イタリアの性差別を諷刺する痛快コメディ〜『これが私の人生設計』(ネタバレ)

 リッカルド・ミラーニ監督『これが私の人生設計』を見てきた。

 ヒロインのセレーナ・ブルーノ(パオラ・コルテッレージ)はアブルッツォのひなびた村出身で、今は建築家として国際的に活躍している。故郷のイタリアが恋しくなって帰ってきたのはいいが、イタリアの建築界はひどく性差別的で、他の国ではすぐ仕事がとれるセレーナはほぼ無職に。ウェイトレスのアルバイトをしている時に知り合った店のオーナー、フランチェスコに恋をするがなんと彼はゲイで、恋も仕事もうまくいかない。そんな中、公募の面接でふとしたことから男性の「ブルーノ・セレーナ」に間違えられたセレーナは、男性のボスに仕えているフリをして仕事をとりに行くことに。フランチェスコを拝み倒してボスのフリをしてもらうが…

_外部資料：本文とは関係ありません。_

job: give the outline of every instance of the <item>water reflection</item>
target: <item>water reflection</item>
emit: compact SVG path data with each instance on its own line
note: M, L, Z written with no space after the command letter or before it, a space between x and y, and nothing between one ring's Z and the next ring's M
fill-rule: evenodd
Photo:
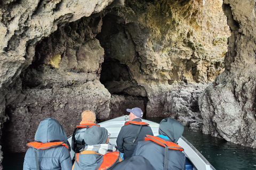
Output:
M162 117L147 117L157 123ZM217 170L256 169L256 149L243 147L185 127L183 136ZM22 169L25 153L4 154L4 169Z
M147 117L160 123L163 118ZM256 149L202 134L185 127L182 135L217 170L256 169Z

 基本的にはとても愉快なコメディで、とにかくコルテッレージ演じるセレーナに魅力がある。とても才能があって元気いっぱいなのだがちょっとドジっ子の気配があり、すごく親近感が持てる。展開には少々強引なところもあるのだが、このセレーナの魅力で引っ張っていってしまうところが勝因だと思う。イタリアの職場における性差別を痛烈に諷刺しており、セレーナに感化されて皆が職場の横暴なボスに対抗しはじめる最後はとても痛快だ。ここでとりあげられている住宅計画は実際にグエンダリーナ・サリメイという女性建築家が作ったプランに基づいているらしいのだが、住宅には子どもや老人、女性のニーズを反映することが必要だという視点も良い。

 一方でセレーナの親友になるフランチェスコのキャラクターはちょっと無理があるかなという気がした。いくらなんでも自分に惚れているヘテロの女性とフラットシェアしはじめるゲイというのは都合がよすぎるのではないだろうか…セレーナのキャラクターにとても魅力があるのと、フランチェスコが家をゲイっぽいアート作品でいっぱいにしていておそらく貧乏なアーティストを支援するとかそういう考えが好きらしいということが暗示されているのでまあなんとか話としては筋道がついているのだが、少し強引だと思う。ただ、フランチェスコはただの都合のいいヒロインのゲイの親友ではなく、ホモフォビアを内面化気味で息子にカムアウトできない父親というストーリーラインを持っており、この脇筋も十分面白い。

 なお、この映画はベクデル・テストはパスするのでは…と思う。おばあちゃんとセレーナが最初に会う場面で「水持ってこい!」という会話があるからだ。ただ、女性同士で会話する場面はたくさんあるのだが、会話の一部にたいていはイヤな上司のことができたり、長く会話していて男性の話題が出たりする。